The 20th Century gave people a sense of autonomy while at the same time making them evermore interconnected and interdependent. There were more choices of products but fewer choices on how to earn a living without being part of the interconnected web of commerce. The population continued to grow and with it came more cars and traffic jams, more need for electricity and more air pollution. The world was both much richer and much more complex than ever before.
Now we face the Knowledge Age with only the slightest grasp of how pervasive and powerful it will become in our lives. We gain a sense of exponential connectivity while at the same time we face the specter of losing our privacy almost completely. We will live in a world where our actions and intentions become the stuff of marketing research and directed advertising. Our children will never know what it was like to live in the Prewired World - and likely they would not choose to live there if they could.
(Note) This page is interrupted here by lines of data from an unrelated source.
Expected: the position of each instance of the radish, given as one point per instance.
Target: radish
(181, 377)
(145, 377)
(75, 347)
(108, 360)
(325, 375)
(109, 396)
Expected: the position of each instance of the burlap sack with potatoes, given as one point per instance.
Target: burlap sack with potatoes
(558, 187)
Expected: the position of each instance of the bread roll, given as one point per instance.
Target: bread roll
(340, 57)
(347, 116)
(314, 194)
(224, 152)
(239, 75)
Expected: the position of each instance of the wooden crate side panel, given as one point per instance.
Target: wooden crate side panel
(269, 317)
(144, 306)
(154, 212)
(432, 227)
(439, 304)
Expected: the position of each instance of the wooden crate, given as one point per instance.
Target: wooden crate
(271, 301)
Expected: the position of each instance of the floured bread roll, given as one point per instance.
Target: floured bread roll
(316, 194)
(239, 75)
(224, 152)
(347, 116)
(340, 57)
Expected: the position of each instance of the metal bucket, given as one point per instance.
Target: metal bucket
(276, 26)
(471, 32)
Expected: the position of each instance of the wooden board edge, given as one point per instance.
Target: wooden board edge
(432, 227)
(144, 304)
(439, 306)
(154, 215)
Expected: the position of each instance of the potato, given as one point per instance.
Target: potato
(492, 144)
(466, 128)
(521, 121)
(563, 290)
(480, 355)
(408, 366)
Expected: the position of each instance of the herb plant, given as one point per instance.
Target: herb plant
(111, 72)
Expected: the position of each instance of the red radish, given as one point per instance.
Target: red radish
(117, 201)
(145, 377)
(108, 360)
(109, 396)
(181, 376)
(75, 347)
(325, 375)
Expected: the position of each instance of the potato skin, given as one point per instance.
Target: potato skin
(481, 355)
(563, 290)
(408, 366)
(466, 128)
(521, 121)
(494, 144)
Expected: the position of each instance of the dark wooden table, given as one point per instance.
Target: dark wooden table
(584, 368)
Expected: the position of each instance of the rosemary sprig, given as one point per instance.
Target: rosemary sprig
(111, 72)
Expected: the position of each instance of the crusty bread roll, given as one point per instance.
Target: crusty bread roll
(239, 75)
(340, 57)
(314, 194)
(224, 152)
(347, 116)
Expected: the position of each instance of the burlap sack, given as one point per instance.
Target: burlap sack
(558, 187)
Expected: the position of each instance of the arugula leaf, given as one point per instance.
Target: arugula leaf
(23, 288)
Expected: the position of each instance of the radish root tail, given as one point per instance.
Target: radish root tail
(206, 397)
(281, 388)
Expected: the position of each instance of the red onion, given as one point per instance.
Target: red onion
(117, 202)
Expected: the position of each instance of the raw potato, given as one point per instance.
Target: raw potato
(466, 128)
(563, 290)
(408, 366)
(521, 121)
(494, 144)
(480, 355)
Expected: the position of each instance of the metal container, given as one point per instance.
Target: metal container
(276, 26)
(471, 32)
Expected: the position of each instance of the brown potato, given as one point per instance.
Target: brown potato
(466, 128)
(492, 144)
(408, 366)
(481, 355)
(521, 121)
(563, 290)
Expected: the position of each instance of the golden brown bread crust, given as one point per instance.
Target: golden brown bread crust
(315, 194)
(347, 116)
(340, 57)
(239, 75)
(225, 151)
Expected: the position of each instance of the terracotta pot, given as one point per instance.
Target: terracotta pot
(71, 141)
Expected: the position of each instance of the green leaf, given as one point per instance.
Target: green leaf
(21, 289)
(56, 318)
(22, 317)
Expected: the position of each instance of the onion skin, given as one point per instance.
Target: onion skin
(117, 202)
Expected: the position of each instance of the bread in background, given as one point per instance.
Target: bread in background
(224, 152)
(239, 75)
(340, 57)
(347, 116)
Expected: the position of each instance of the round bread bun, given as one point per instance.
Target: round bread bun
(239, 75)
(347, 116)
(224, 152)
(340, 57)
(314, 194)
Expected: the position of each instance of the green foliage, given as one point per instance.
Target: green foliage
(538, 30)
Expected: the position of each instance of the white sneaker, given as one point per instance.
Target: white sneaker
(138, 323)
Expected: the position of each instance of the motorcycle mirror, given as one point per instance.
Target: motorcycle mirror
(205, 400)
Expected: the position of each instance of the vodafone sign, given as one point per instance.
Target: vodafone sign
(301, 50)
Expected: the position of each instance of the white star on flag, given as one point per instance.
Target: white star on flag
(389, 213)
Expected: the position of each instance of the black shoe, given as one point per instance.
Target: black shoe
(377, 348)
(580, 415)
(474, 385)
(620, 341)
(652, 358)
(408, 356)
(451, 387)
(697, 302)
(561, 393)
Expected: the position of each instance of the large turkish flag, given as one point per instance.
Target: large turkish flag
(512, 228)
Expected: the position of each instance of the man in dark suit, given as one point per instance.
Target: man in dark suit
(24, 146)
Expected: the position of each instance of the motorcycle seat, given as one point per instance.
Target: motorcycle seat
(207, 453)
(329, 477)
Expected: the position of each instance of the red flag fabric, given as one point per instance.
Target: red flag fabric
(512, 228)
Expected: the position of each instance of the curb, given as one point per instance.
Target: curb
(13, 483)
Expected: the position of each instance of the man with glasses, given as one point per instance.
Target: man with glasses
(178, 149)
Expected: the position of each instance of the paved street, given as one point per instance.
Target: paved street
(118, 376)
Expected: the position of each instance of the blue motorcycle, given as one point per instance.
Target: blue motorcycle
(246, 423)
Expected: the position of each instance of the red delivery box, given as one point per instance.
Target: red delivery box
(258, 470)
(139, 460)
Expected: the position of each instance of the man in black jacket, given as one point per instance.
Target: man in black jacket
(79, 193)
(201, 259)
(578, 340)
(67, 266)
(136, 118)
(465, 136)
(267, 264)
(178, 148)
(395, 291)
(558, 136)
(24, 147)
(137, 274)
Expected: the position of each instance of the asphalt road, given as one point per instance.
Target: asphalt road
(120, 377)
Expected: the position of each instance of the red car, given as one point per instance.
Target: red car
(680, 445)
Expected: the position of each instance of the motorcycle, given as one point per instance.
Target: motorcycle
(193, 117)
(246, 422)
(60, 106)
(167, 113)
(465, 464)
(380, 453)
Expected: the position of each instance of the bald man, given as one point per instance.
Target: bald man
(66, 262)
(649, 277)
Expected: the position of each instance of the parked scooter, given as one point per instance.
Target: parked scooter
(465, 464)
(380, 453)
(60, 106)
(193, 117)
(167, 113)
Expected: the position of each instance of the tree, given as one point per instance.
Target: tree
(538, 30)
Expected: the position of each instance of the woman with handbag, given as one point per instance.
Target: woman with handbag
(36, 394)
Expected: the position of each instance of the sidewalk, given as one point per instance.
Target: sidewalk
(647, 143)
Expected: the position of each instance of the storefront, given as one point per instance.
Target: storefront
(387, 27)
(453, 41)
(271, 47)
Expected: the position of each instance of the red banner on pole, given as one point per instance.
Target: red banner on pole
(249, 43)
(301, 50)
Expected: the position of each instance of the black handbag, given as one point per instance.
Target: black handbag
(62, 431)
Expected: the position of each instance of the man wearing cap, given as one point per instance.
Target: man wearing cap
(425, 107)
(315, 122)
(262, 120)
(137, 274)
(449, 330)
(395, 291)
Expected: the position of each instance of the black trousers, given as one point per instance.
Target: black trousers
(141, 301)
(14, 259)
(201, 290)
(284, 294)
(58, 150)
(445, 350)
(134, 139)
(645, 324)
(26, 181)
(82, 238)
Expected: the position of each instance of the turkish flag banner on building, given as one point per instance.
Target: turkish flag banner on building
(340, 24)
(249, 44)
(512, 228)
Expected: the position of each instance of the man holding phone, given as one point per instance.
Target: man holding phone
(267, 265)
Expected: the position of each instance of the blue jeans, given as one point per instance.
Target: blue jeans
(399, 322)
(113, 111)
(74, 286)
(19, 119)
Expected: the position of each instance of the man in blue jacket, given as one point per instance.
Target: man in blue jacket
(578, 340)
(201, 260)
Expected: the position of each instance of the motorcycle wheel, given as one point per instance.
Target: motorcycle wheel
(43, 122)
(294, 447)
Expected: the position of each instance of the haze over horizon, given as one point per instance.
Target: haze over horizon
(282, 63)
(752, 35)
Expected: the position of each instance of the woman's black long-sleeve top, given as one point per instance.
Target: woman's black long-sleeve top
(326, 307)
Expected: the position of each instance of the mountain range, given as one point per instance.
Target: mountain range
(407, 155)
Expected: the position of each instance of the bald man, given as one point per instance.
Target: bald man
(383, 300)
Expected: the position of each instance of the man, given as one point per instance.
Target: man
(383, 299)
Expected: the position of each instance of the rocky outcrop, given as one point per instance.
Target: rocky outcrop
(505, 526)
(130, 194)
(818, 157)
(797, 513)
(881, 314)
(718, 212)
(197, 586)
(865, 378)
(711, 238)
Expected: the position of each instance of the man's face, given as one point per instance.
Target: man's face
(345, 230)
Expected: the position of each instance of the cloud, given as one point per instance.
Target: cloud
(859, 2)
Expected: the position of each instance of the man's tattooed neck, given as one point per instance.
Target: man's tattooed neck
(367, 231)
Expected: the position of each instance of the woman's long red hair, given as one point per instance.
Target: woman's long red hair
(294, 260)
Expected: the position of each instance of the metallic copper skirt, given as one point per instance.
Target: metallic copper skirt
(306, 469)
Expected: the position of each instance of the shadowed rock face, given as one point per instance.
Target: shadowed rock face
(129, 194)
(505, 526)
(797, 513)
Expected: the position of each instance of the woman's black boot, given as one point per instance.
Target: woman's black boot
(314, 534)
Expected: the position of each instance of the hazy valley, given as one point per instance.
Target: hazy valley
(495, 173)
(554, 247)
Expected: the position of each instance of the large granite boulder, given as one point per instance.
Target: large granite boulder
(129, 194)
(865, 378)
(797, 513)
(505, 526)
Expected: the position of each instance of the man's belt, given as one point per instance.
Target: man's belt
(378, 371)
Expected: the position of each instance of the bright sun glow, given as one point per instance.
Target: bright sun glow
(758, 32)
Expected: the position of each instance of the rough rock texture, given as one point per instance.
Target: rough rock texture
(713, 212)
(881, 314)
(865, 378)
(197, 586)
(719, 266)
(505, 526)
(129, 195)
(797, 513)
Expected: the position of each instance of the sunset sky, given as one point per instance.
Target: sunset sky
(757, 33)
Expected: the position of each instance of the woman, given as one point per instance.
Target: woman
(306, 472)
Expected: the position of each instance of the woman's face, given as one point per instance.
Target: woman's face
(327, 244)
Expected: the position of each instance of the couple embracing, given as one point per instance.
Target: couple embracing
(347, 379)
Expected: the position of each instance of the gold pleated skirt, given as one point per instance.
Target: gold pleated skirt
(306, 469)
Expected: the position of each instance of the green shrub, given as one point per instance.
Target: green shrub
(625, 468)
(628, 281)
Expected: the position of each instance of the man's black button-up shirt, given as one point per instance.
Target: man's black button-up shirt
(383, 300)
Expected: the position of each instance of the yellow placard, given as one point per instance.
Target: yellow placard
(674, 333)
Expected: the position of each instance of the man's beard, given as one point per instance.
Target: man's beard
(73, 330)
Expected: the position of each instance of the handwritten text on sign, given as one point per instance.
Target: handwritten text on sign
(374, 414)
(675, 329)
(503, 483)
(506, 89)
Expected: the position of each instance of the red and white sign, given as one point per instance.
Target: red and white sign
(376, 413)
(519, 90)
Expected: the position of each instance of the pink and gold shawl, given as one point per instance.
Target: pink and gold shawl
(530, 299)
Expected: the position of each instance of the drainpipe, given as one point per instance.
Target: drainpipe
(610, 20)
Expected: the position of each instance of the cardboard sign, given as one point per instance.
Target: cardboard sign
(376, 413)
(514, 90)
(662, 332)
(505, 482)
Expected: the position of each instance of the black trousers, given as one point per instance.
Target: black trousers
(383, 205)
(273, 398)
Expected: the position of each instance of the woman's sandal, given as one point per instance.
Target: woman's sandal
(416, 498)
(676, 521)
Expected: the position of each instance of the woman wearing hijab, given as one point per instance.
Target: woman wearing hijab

We live in a world where we are becoming increasingly inseparable from the technology that we create and that surrounds us. This is not necessarily a bad thing but it should give us at least some pause for thought. Can we control our technology or has it moved beyond our control into a stage of evolution that is almost biological in form? Technologies now define us, define how we work and how we play. We use communications technology ubiquitously. We social networker on Facebook, Google, and Twitter. We are hooked to our iPhone even while we watch a movie in a theater. We drive and talk on our cell phones and think nothing of it. Technologies make our everyday life possible. Do we know how many functions in our automobiles are now controlled by computers? Digital electronics run our refrigerators and even our furnaces. We have crossed the threshold and there is no going back. But this is not a new phenomenon. The same was true a century ago - just to a lesser degree. We live in a world that is evermore shaped by our own hands and minds but that same technology is now shaping us. We may no longer be masters of our own destiny. Ready or not, Technologies R'Us.